ABAD ALFAU E A CAVEIRA Conto colombiano
Até mais ou menos o ano de 1905, via-se
no alto da parede chanfrada da igreja do convento de São Domingos, que ficava
na esquina da rua dos Estudantes com a rua da Universidade, na capital
Dominicana, um nicho vazio, que desapareceu com a parede quando esta foi
derrubada.
Entretanto, nem sempre esse nicho
esteve vazio. Dentro dele, apoiada num pequeno suporte de ferro, havia outrora
uma caveira, visível durante o dia graças à luz do sol e durante a noite graças
à luz de uma lamparina de azeite pendurada no alto e que sempre era acesa ao
toque do Ângelus, ao entardecer. Embaixo, como se fossem palavras saídas da
boca da caveira, lia-se numa lápide rústica, em letras comuns, quase ilegíveis,
escritas em preto:
Oh,
tu, que passando vais,
Fixa
os teus olhos em mim.
Qual
tu te vês eu me vi.
Qual
me vejo, tu te verás.
Muito tempo transcorreu sem que a
caveira nem o verso chamassem a atenção do público. Até a noite que um morador
do bairro, a caminho de casa, ouviu um ruído proveniente da caveira e, ao
voltar os seus olhos para ela, observou que se mexia, inclinando-se para frente
ou virando-se de um lado para o outro, como se dissesse:
—
“Sim, sim...” “Não, não...”
Ao ver tal coisa, saiu em disparada
até chegar em casa.
A caveira, que àquela altura já não
merecia sequer o olhar indiferente dos transeuntes, passou a ser, no dia
seguinte, o tema de todas as conversas. Os prudentes não se aventuravam a
passar de noite nas proximidades do convento. E os valentes que se atreviam a
fazê-lo juravam que a caveira se mexia dizendo: “Sim, sim...” ”Não, não...” E
ainda acrescentavam que ela movia as mandíbulas, que ria fazendo um barulho
parecido ao das castanholas e uma porção de outras histórias.
Durante o dia, a caveira ficava
quietinha. Por isso, o encarregado de acender e apagar a lamparina fazia isso
sempre de tarde ou de manhã. O problema era de noite.
Os que moravam por ali, davam uma
volta enorme para chegar em casa, a fim de se livrarem de ver a caveira. Nem
mesmo os guardas da polícia militar ousavam se aproximar dessa esquina do medo.

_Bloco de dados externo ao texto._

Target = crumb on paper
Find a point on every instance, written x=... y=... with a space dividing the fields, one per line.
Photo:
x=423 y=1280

Certa noite, desafiando o seu
próprio temor, um desses guardas caminhou nessa direção e, ao ver os meneios da
caveira, correu espavorido sem parar até o portão do quartel.

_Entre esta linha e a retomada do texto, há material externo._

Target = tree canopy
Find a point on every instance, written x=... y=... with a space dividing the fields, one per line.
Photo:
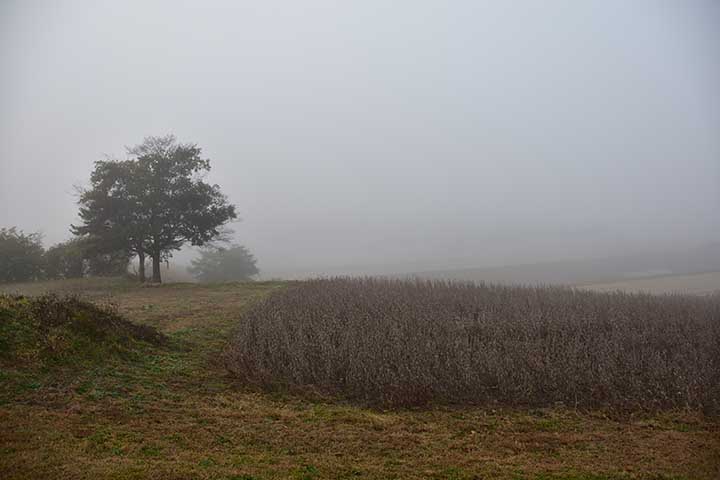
x=153 y=203
x=21 y=255
x=224 y=264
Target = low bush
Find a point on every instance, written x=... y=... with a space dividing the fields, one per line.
x=49 y=330
x=400 y=342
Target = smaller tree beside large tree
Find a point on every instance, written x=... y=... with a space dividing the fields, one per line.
x=153 y=203
x=21 y=255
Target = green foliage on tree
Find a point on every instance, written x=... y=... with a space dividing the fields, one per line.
x=153 y=203
x=65 y=260
x=21 y=255
x=224 y=264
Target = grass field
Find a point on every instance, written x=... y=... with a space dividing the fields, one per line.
x=696 y=284
x=174 y=412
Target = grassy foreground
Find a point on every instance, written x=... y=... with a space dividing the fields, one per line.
x=174 y=412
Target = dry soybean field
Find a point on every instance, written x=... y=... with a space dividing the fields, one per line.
x=356 y=379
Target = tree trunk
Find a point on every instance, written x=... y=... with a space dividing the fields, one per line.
x=156 y=266
x=141 y=266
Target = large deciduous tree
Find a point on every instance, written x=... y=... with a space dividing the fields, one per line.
x=153 y=203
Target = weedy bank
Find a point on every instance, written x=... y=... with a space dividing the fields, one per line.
x=172 y=411
x=401 y=342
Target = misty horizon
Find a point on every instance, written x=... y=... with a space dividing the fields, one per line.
x=371 y=136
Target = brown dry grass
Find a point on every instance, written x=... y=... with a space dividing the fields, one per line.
x=176 y=415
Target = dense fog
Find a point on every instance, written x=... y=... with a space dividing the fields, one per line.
x=382 y=137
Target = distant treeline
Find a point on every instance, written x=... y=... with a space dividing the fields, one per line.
x=147 y=206
x=23 y=258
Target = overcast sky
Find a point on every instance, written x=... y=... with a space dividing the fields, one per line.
x=375 y=133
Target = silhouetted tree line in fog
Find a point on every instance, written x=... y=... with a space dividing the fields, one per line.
x=147 y=206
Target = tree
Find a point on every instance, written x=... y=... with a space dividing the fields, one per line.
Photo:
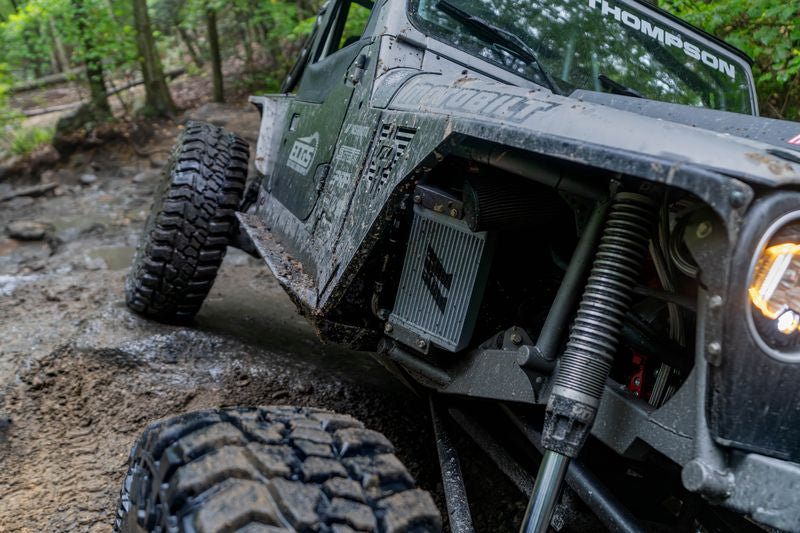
x=769 y=32
x=158 y=101
x=93 y=61
x=216 y=60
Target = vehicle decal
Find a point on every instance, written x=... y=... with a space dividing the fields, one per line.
x=358 y=131
x=302 y=154
x=349 y=155
x=391 y=145
x=436 y=279
x=491 y=104
x=663 y=36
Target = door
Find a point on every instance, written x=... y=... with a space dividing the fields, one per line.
x=318 y=110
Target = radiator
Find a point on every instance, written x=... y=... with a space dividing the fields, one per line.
x=443 y=279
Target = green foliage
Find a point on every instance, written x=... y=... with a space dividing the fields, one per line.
x=22 y=141
x=768 y=31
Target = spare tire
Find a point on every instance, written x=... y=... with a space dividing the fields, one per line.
x=190 y=225
x=269 y=469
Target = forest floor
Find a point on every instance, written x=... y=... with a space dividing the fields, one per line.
x=81 y=376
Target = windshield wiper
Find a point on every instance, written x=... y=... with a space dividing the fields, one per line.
x=616 y=87
x=494 y=35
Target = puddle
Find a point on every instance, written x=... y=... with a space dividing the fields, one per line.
x=9 y=283
x=115 y=257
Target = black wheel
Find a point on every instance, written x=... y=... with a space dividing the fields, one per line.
x=269 y=469
x=190 y=224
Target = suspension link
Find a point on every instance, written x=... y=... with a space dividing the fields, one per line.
x=582 y=370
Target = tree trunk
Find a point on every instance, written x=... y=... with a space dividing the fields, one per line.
x=196 y=59
x=248 y=49
x=59 y=53
x=158 y=101
x=216 y=61
x=94 y=65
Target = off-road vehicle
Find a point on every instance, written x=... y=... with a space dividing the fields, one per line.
x=564 y=220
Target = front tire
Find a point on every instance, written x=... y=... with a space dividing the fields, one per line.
x=190 y=224
x=270 y=469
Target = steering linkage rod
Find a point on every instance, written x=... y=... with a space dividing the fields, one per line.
x=583 y=368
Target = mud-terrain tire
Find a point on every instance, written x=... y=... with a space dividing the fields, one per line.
x=270 y=470
x=190 y=224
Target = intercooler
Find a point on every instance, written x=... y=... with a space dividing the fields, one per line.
x=442 y=283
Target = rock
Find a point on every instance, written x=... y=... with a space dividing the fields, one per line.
x=157 y=162
x=95 y=263
x=20 y=203
x=25 y=230
x=88 y=179
x=147 y=175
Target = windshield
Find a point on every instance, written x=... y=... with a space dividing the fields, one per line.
x=597 y=45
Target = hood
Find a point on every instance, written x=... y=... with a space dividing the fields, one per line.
x=609 y=135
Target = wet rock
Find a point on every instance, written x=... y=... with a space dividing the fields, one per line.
x=20 y=202
x=88 y=179
x=146 y=176
x=95 y=263
x=158 y=162
x=26 y=230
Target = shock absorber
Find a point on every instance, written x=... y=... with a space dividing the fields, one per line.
x=584 y=366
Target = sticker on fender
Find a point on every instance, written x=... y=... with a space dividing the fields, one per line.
x=302 y=154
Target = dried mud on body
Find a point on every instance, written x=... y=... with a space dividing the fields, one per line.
x=81 y=376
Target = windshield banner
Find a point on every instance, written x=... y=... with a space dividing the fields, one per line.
x=663 y=36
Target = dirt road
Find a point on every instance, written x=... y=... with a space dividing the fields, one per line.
x=80 y=376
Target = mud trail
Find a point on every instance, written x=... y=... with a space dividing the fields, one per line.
x=80 y=376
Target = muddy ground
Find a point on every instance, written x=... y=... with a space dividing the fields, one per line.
x=81 y=376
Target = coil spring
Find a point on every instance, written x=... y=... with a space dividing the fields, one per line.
x=594 y=336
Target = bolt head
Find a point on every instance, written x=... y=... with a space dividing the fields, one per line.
x=704 y=229
x=738 y=198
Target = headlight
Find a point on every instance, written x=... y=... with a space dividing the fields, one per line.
x=774 y=290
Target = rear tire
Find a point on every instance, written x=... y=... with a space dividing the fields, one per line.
x=190 y=224
x=269 y=469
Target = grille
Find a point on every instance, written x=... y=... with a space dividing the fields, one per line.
x=444 y=274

Abad Alfau tinha então dezenove anos
e era subtenente do batalhão que guarnecia a praça de São Domingos. Estava de
serviço na noite em que o guarda correu de medo da caveira, e ficou muito
contrariado. Na noite seguinte, soube que um outro guarda havia dado uma volta
para fugir da bruxaria da esquina e ficou mais contrariado ainda.
— Ou acabo com essa palhaçada ou não
me chamo Abad Alfau! – afirmou ele.
No dia seguinte, muniu-se de uma espada e esperou que
anoitecesse. Mais ou menos às onze horas, dirigiu-se ao tal lugar que tantos
temores provocava, levando uma espada na mão e acompanhado de dois soldados.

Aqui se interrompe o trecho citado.